No, I'm saying the application of morality is decided by a given situation: that's entirely different to saying moral concepts are themselves relative and defined by the situation.
Clever stuff :rolleyes:
Equal to the original comment in that regard.
 
Azrael said:
So within that narrow focus, I say theft is absolutely wrong because personal security demands inviolable property rights (consequentialist argument), and because theft combines greed and deception (mens rea) with assault (actus reus) in a way that can never be excused. (The starving mother isn't really justified in her thieving; she hasn't thieved at all due to an absence of mens rea.)

This is contradictory. Property rights must be 'inviolable', yet you say there is justified theft (where a person takes their basic needs) - this violates property rights no less than 'greedy' theft. So in fact you don't think property is an absolute right. Property holders have a duty to give up their right in certain circumstances. The ethical test is 'greed'.

So is greed an absolute wrong, or only when combined with 'deception' and 'assault'? How do you define a greedy act?
 
Negativland said:
This is contradictory. Property rights must be 'inviolable', yet you say there is justified theft (where a person takes their basic needs) - this violates property rights no less than 'greedy' theft. So in fact you don't think property is an absolute right. Property holders have a duty to give up their right in certain circumstances. The ethical test is 'greed'.
I should clarify something the original post perhaps did not make clear: those were separate, not complimentary, arguments. As I said at the beginning, I personally don't hold consiquentialist views, but will provide consiquentialist arguments to avoid pointless tangents. Apologies for any confusion.

If I go with inviolable property, the starving mother would have to be convicted of theft, but her extenuating circumstances might grant her an absolute discharge or else the most minor punishment (such as paying back the cost of the stolen property when she has the means).

Alternatively, if I define theft as acquisition without payment combined with two moral failings, she's not guilty; not because she hasn't attacked property (she has) or deceived its owner (again guilty) but because it wasn't combined with greed. Theft is still absolutely wrong but, thanks to the definition, property isn't absolutely protected. (Although as good as, I'd like to know the last time the mythical starving mother genuinely stole for her children.)

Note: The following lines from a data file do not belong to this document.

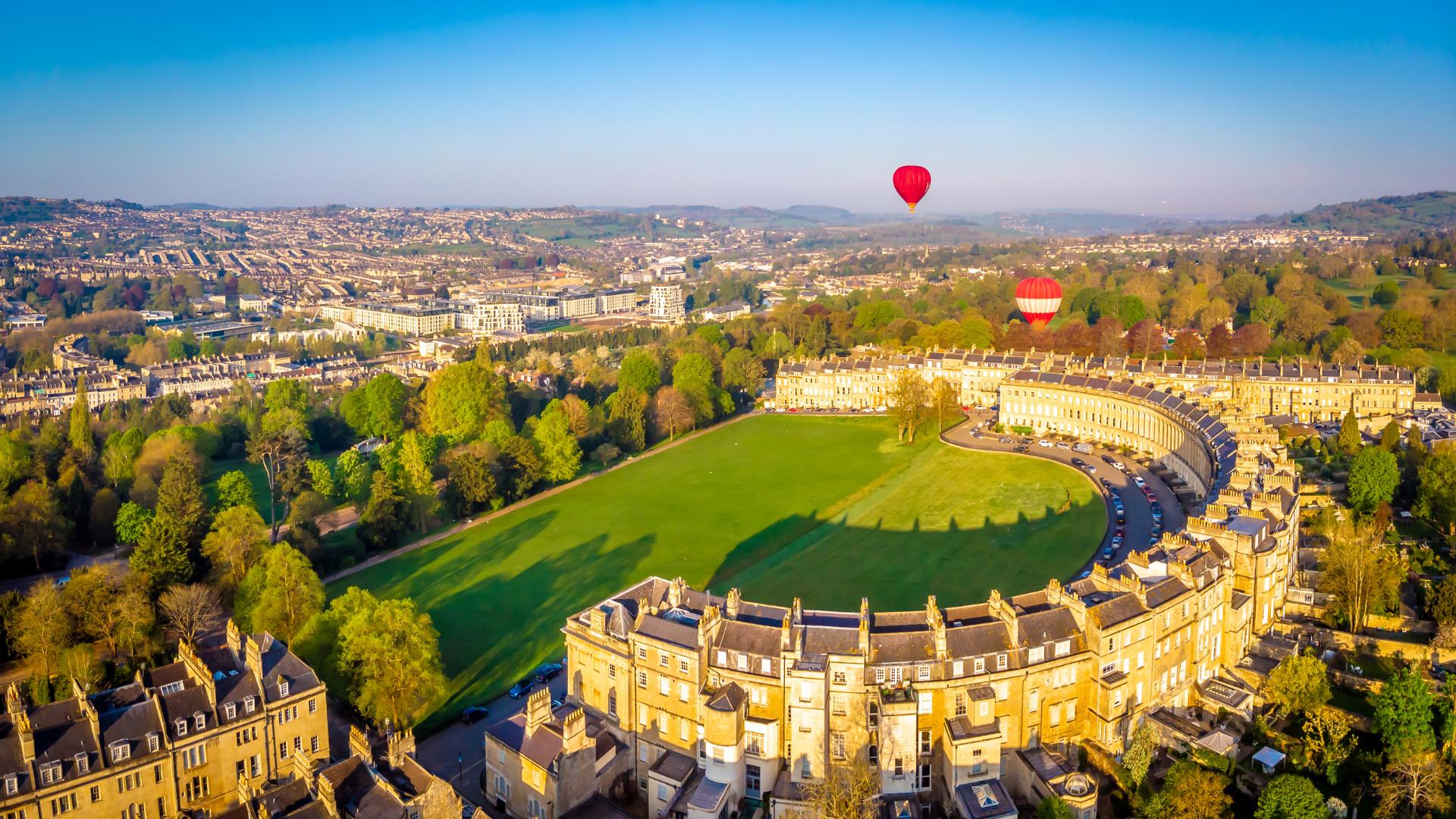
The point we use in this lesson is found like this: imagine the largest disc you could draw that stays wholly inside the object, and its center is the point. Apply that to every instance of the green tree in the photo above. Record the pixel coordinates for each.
(641, 372)
(392, 653)
(1291, 798)
(561, 453)
(131, 522)
(1299, 684)
(234, 544)
(1402, 714)
(321, 477)
(462, 398)
(1348, 438)
(382, 523)
(289, 595)
(80, 435)
(1436, 493)
(626, 420)
(1373, 479)
(234, 488)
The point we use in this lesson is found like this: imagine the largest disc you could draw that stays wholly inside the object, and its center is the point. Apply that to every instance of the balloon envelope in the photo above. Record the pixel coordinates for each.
(912, 183)
(1038, 299)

Premise number one is, to my knowledge, the actual legal position (although the ridiculous Human Rights Act may have changed it) but premise two would seem more in the spirit of the law. (Necessity can be grounds, amongst other things, to justify the possession of dangerous drugs.) This is one of the reasons I don't like consequentialism: it fits very badly with the absolute morality I feel is essential to an ordered and just society.
So is greed an absolute wrong, or only when combined with 'deception' and 'assault'? How do you define a greedy act?
An emotion can't be absolutely wrong in isolation; neither can it be wrong to exercise a "bad" emotion in a way that affects only yourself. (I'm not getting into moral judgements about emotions: it's the combination of circumstances that make greed the crucial component in this circumstance.) So yes, it must be combined with deception and assault (on property integrity).

I'm using "greed" a strictly technical sense, so stripping away religiose value judgements, I take it simply to mean excessive desire. If you are not going to starve (or freeze to death, etc) then your desire is excessive (to your survival needs) and thus your action is no longer self-defence.